Phys. Rev. Focus 18, 3
A new ‘mirror’ can reflect atoms and should improve control over atomic beams.
E. Vliegen/ETH
Bouncing back. Atoms move into the new device and then “reflect” back out, as shown in this distance vs. time plot of the experimental data. The new atom mirror could allow researchers to better control atomic and molecular beams in many types of experiments.

Physicists have developed lenses and prisms to manipulate beams of atoms and molecules as though they were beams of light. Now, in the 21 July PRL, a team reports on their design and testing of an atomic mirror. Before reflection, the system must put the atoms into a highly excited state. Almost any atom or molecule can be excited into one of these states, so the mirror along with other components could lead to new experiments on the wave nature of atoms, as well as improved devices like gyroscopes or atomic clocks, researchers say.

Researchers use classical optics techniques to manipulate atoms in studies of atomic properties, in research on ultracold quantum states of atoms, and in devices like atom-based gyroscopes and atomic clocks. In the past researchers have built mirrors for ground state molecules that have electric dipole moments–asymmetries in the locations of positive and negative charges in their molecular structures. Other experiments reflected atoms and molecules excited into very high, so-called Rydberg states, which also have large dipole moments. But the particles could only graze off at shallow angles and couldn’t bounce straight back from a head-on collision.

Edward Vliegen and Frédéric Merkt of the Swiss Federal Institute of Technology (ETH) in Zurich have now built a mirror that can reflect an atom or molecule straight back after it’s excited into a Rydberg state. Using Rydberg states is not a drawback because physicists and chemists are already interested in these long-lasting, highly excited states. For example, since the electron orbits at a great distance from the nucleus in a Rydberg atom, researchers interested in ions can do experiments on these neutral atoms, where there isn’t the difficulty of packing repulsive particles at high density, Vliegen says. The mirror may also be useful in reflecting antihydrogen–which is often produced in a Rydberg state–away from the walls of its container.

In their experiment, Vliegen and Merkt created an atomic hydrogen beam that was very cold but moving fast, at 720 meters per second. When the atoms encountered an electric field generated by a set of metallic plates, they were hit by two laser pulses. The light excited them into a Rydberg state in which their large dipole moment was oriented opposite to the direction of the field. Like a tiny bar magnet in a magnetic field, an electric dipole always prefers to align with the electric field and avoid such anti-alignment. As the atoms moved forward, they encountered a steeply increasing field strength–up to 2000 volts per centimeter–which was even less favorable to the anti-aligned atoms.

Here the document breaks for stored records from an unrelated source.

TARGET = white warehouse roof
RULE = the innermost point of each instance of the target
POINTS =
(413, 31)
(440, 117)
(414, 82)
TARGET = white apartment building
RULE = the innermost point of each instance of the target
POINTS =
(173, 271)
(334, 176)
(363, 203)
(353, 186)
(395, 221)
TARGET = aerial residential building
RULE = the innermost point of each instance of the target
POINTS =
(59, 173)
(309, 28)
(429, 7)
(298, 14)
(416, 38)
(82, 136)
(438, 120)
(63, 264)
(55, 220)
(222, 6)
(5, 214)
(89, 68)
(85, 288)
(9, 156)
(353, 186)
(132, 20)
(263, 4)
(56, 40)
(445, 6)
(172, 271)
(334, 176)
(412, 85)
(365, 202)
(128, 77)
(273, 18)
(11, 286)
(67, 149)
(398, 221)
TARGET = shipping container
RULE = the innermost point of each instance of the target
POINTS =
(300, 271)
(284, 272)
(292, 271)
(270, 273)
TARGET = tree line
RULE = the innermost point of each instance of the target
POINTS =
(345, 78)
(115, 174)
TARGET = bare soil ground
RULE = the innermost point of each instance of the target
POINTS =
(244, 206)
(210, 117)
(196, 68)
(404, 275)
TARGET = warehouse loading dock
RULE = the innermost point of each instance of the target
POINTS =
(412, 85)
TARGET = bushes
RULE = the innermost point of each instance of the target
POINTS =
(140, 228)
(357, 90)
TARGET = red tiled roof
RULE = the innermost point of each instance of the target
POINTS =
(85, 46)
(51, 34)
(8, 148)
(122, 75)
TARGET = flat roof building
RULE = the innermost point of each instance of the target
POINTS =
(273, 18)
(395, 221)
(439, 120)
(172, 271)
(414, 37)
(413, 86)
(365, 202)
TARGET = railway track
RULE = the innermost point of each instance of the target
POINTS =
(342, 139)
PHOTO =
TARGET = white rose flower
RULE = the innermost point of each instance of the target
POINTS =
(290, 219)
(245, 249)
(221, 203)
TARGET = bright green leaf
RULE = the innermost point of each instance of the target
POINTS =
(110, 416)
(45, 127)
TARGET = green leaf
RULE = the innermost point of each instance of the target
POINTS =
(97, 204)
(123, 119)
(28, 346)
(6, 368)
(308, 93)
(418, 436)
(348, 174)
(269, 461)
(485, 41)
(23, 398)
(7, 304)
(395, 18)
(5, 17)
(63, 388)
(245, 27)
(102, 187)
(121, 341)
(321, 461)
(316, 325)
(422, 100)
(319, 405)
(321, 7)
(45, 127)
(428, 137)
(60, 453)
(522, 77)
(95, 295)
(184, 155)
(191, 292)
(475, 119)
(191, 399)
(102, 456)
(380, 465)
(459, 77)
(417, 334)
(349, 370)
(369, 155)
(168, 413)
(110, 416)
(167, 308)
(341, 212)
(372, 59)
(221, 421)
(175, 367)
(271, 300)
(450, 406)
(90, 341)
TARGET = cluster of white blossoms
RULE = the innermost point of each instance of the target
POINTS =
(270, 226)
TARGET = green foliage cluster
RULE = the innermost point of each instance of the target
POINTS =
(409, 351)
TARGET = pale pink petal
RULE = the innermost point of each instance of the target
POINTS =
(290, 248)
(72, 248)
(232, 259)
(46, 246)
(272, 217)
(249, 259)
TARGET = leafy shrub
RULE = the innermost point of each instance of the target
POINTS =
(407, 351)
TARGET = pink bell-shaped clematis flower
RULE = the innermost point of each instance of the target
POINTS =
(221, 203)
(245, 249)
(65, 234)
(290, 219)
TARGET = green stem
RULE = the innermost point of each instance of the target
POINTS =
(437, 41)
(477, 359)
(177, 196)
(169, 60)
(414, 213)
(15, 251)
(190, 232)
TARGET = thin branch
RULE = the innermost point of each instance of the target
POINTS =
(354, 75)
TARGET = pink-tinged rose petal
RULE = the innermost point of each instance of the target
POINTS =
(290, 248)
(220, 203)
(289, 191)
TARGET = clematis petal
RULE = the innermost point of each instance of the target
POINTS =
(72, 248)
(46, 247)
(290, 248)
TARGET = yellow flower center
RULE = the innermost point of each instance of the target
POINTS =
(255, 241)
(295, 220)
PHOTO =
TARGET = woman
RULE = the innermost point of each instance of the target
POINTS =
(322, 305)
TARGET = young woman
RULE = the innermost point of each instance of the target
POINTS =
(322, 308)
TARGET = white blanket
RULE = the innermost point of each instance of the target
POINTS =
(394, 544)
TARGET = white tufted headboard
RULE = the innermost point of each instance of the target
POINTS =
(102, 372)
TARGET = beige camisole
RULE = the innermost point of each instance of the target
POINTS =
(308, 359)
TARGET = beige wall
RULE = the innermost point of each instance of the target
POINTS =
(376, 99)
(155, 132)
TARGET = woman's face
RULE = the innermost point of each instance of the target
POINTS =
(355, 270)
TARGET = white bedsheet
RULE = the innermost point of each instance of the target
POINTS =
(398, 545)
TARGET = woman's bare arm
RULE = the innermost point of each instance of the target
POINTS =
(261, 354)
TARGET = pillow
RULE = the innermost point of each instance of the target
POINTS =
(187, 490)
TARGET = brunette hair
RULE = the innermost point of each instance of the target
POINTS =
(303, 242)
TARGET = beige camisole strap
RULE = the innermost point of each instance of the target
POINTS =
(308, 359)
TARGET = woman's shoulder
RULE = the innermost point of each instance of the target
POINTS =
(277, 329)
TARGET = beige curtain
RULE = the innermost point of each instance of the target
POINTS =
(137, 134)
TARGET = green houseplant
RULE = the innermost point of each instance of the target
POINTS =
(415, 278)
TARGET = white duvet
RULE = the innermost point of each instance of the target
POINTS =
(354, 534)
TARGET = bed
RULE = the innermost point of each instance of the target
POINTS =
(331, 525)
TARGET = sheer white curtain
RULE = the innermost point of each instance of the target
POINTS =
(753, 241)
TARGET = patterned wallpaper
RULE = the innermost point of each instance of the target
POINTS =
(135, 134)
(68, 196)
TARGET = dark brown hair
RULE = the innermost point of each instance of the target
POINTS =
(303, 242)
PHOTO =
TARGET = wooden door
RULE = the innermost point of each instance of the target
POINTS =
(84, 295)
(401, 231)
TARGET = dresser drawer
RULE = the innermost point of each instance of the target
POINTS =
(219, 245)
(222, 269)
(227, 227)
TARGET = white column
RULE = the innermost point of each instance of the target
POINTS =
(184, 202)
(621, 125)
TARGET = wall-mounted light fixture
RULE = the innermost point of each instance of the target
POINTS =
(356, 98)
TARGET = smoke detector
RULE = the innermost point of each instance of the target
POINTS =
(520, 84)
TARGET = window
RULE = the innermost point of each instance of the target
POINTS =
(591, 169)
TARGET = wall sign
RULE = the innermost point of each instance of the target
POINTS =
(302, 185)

Unable to easily shed energy and align with the field, the atoms acted much like balls rolling up a hill. They slowed down, stopped, and then traveled back down the hill in the direction from which they came.

The Swiss researchers “produced a very sophisticated design to do this,” including a good set of custom-built lasers to excite the atoms, says Harold Metcalf of Stony Brook University in New York. They were also able to precisely calculate the electric field pattern, he says, which was another component of their success. Metcalf believes improvements in atom optics, such as the new mirror, could lead to better experiments on the wave nature of atoms, where atoms display light-like properties such as interference.

–Corinna Wu

Corinna Wu is a freelance science writer in Alexandria, Virginia.